计算机科学与探索 ›› 2016, Vol. 10 ›› Issue (4): 543-553.DOI: 10.3778/j.issn.1673-9418.1505064

• 人工智能与模式识别 • 上一篇    下一篇

基于图谱的多标记特征选择算法

严  鹏,李  云+   

  1. 南京邮电大学 计算机学院,南京 210023
  • 出版日期:2016-04-01 发布日期:2016-04-01

Spectral Theory Based Multi-Label Feature Selection

YAN Peng, LI Yun+   

  1. School of Computer Science, Nanjing University of Posts and Telecommunications, Nanjing 210023, China
  • Online:2016-04-01 Published:2016-04-01

摘要: 特征选择在传统的单标记问题中已经得到深入的研究,但是大多数传统的特征选择算法却无法用于多标记问题。这是因为多标记问题中的每一个数据样本都同时与多个类标相关联,此时需要设计新的指标来评价特征。并且由于多个类标之间通常存在一定的关联性,在设计特征选择算法时还需要对类标的结构进行建模以利用类标的关联信息。采用谱特征选择(spectral feature selection,SPEC)框架解决上述问题。SPEC所需的相似性矩阵和图结构由样本类标的Jaccard相似性来构建,它能反映类标间的关联性。
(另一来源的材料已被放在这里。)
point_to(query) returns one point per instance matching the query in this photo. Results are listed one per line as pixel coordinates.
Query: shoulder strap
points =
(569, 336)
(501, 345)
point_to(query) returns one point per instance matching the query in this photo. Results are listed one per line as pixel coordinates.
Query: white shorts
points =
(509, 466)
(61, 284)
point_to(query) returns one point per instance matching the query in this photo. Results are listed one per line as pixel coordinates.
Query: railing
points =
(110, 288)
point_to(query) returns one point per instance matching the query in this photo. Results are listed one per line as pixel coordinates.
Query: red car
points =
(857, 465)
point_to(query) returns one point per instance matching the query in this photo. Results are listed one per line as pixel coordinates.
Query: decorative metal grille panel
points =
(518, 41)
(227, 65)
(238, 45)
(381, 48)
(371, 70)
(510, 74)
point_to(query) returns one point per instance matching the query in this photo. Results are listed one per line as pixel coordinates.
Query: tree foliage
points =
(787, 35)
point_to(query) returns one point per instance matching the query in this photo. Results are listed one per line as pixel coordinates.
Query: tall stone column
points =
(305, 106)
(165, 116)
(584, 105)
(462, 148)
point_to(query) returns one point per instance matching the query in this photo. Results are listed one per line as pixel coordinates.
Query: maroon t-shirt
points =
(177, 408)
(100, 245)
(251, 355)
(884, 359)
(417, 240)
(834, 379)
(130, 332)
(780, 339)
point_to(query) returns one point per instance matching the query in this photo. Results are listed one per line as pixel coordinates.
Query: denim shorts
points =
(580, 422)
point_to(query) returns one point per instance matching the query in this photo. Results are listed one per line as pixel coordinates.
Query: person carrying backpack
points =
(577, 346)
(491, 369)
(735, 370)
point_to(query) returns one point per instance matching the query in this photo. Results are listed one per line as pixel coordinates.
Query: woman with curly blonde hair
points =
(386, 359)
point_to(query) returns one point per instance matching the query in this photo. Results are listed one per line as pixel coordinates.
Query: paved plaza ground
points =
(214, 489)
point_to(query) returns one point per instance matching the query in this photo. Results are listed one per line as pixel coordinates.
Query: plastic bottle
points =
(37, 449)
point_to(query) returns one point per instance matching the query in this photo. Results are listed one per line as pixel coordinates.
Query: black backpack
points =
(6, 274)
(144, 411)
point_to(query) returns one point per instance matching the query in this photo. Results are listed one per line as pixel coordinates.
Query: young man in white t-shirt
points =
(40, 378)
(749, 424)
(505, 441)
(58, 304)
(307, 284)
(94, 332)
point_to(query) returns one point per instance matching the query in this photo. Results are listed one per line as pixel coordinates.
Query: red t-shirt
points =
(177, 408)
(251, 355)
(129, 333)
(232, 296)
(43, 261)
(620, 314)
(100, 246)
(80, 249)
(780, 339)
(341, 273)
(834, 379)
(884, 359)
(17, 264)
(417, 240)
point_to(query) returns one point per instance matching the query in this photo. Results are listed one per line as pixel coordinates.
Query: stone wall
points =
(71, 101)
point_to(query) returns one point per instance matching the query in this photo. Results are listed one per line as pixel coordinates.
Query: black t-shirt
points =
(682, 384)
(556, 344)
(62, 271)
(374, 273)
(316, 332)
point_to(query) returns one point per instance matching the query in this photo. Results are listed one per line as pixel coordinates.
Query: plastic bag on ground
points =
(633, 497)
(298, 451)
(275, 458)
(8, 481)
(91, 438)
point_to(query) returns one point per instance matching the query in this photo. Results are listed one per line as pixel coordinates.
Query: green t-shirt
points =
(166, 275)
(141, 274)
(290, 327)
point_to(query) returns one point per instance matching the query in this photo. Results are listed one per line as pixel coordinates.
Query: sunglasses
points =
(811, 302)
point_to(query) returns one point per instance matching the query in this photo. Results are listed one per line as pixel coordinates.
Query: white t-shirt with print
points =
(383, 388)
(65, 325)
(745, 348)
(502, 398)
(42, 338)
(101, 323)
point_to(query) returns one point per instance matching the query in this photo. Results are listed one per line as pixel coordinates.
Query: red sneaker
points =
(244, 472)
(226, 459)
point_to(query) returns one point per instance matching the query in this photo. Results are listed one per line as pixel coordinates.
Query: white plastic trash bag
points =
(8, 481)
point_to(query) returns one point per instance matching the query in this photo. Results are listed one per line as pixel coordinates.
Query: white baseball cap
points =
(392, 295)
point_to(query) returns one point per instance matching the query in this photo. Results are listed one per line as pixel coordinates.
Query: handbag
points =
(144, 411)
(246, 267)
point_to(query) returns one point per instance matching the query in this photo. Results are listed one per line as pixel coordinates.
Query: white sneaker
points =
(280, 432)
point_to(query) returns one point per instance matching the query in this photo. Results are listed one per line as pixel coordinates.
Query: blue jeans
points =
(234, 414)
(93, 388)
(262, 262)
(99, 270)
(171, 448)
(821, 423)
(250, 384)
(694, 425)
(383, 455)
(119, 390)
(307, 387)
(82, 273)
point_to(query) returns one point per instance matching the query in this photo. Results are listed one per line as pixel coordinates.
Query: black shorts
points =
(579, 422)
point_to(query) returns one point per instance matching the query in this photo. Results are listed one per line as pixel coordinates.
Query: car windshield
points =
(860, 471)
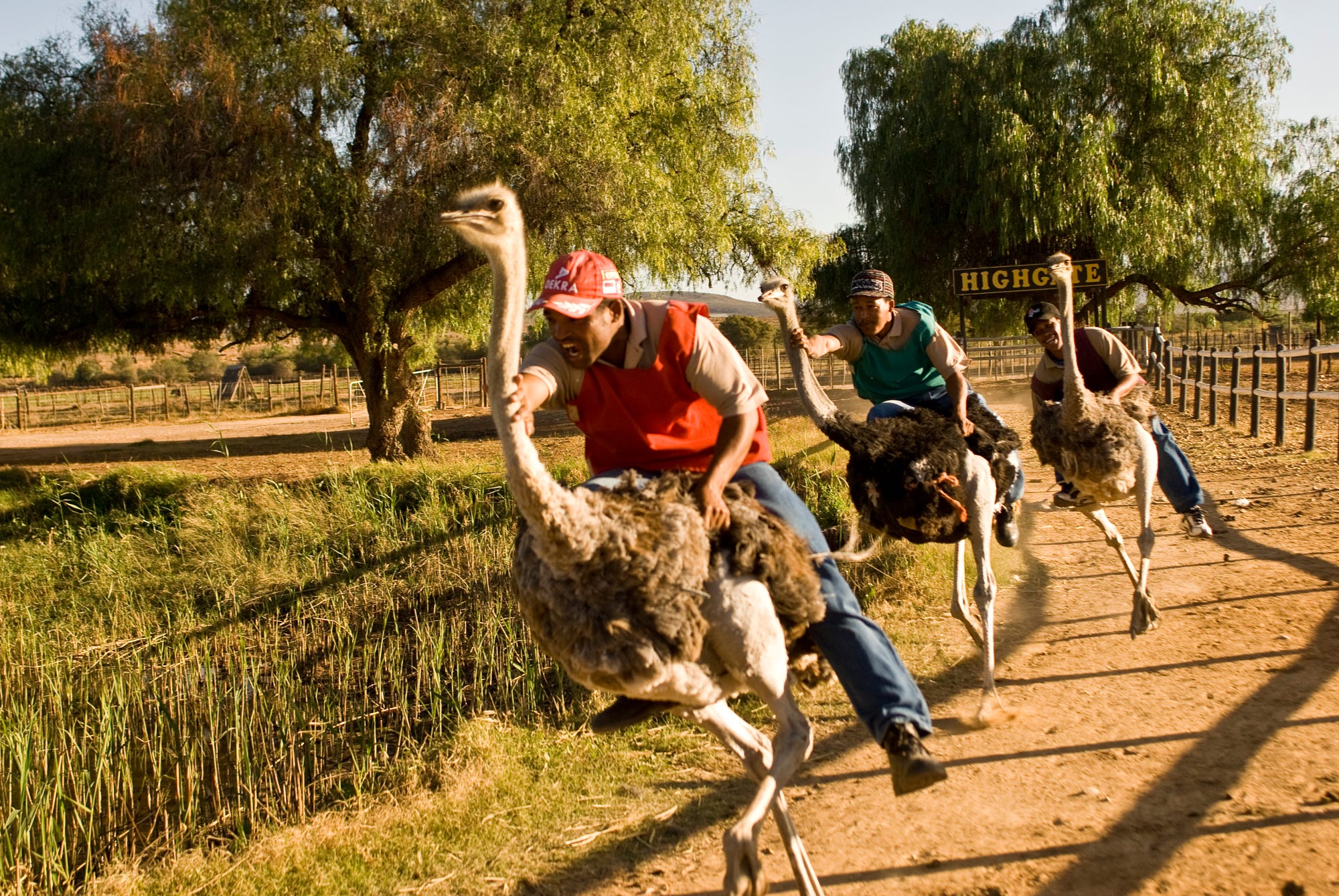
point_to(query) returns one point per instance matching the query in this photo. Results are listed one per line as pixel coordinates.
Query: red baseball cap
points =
(578, 282)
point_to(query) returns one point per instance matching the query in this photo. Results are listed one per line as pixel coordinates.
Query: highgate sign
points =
(1005, 280)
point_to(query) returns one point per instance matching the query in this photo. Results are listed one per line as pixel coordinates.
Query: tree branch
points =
(428, 286)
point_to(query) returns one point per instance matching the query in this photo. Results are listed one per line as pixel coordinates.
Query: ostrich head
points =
(777, 293)
(1061, 268)
(488, 218)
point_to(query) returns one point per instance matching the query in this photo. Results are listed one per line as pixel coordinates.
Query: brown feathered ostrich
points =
(914, 476)
(629, 594)
(1103, 450)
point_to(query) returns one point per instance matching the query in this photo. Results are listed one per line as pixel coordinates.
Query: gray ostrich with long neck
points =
(629, 594)
(1100, 448)
(914, 476)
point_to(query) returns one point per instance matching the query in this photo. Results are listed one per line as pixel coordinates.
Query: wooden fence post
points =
(1199, 379)
(1281, 406)
(1167, 372)
(1237, 383)
(1313, 384)
(1186, 373)
(1214, 388)
(1255, 391)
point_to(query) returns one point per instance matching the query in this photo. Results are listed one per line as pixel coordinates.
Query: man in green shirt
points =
(900, 360)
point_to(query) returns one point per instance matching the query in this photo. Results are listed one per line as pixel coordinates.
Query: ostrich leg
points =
(744, 870)
(959, 606)
(746, 638)
(1146, 614)
(981, 497)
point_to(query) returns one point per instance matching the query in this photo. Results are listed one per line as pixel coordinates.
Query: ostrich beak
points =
(467, 217)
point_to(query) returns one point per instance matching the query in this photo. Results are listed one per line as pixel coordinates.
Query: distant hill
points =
(720, 305)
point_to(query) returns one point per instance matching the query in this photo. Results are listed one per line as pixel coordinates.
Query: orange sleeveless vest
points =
(651, 419)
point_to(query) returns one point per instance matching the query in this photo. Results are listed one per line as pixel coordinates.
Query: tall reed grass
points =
(184, 660)
(181, 660)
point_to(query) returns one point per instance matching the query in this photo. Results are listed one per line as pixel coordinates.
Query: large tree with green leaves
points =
(1137, 130)
(260, 166)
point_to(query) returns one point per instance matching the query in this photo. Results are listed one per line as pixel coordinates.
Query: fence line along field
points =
(185, 658)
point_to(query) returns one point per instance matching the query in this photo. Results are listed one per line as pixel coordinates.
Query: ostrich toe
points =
(744, 870)
(970, 618)
(1146, 616)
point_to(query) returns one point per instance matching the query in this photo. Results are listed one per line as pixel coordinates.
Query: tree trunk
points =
(388, 383)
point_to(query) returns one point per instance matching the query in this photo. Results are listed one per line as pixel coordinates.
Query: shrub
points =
(124, 368)
(88, 371)
(206, 365)
(168, 371)
(283, 369)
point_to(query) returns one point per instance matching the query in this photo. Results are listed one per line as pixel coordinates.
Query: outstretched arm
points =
(957, 384)
(732, 448)
(530, 393)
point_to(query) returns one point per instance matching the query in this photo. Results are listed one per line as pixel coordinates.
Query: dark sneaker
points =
(1071, 497)
(1006, 525)
(1195, 523)
(914, 767)
(627, 711)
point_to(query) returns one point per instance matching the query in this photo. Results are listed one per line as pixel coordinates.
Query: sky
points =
(801, 46)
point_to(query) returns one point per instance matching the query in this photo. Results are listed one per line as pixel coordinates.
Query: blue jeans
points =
(867, 665)
(1175, 474)
(938, 399)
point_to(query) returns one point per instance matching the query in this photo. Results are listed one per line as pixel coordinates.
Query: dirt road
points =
(1200, 759)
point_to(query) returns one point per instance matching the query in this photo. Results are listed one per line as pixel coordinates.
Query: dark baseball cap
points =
(1040, 312)
(872, 282)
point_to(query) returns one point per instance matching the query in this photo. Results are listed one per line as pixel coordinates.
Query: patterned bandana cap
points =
(578, 282)
(1040, 312)
(872, 282)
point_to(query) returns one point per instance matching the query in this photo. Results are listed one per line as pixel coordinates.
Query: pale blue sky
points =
(801, 44)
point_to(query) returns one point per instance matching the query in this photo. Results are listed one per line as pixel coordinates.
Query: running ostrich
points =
(914, 476)
(626, 590)
(1100, 446)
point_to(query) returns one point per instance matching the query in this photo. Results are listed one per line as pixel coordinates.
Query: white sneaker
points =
(1195, 523)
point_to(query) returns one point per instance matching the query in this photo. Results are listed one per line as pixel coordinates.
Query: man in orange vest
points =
(655, 387)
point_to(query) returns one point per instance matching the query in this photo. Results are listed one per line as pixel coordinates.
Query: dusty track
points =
(1200, 759)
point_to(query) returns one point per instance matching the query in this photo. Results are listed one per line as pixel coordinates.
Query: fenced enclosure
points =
(27, 408)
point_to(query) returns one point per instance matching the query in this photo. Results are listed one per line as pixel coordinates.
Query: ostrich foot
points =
(1146, 616)
(970, 618)
(744, 870)
(993, 712)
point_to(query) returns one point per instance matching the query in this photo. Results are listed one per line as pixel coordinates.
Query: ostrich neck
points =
(1076, 392)
(816, 401)
(556, 515)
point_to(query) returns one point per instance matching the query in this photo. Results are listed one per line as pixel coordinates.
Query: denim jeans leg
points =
(1175, 474)
(867, 665)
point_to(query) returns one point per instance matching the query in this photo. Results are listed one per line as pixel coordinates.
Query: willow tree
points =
(1135, 130)
(262, 166)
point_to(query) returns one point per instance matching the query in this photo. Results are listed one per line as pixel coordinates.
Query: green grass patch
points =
(323, 685)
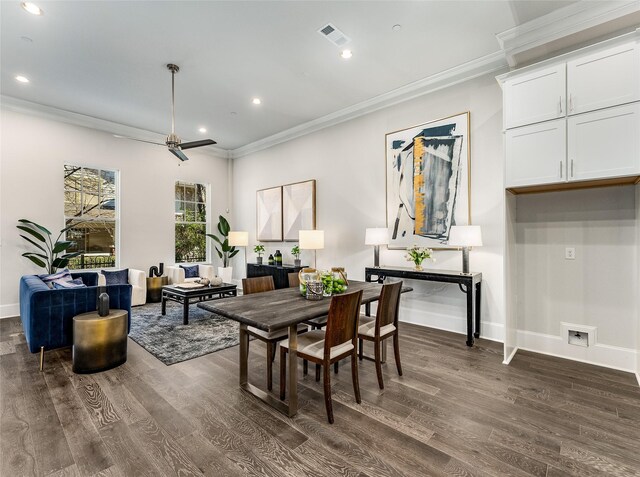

此外,所提出的方法属于过滤器模型,它独立于分类算法且不需要将多标记问题转化为单标记问题来处理。在现实世界数据集上的实验验证了所提出算法的正确性和较好的性能。

关键词: 多标记学习, 谱特征选择, 标记关联性

Abstract: Feature selection has been deeply studied in traditional single label problem. When it comes to multi-label problem, most of traditional feature selection algorithms for single label problem are not able to be applied directly, since instances in multi-label problems are associated with several labels simultaneously, new criteria to evaluate features are needed. Because of the correlations among several labels, new methods to model labels structure are needed for using the correlation information when designing feature selection algorithm. This paper uses the spectral feature selection (SPEC) framework to handle multi-label problem and uses Jaccard similarity to construct the similarity matrix and the target graph in SPEC for multi-label problem. This method is under filter model, which is different from the wrapper model. The latter always transforms the multi-label problem into some single label problems, and traditional feature selection algorithm is applied to these single label problems. The experiments on real world data sets demonstrate the correctness and high performance of the proposed algorithm.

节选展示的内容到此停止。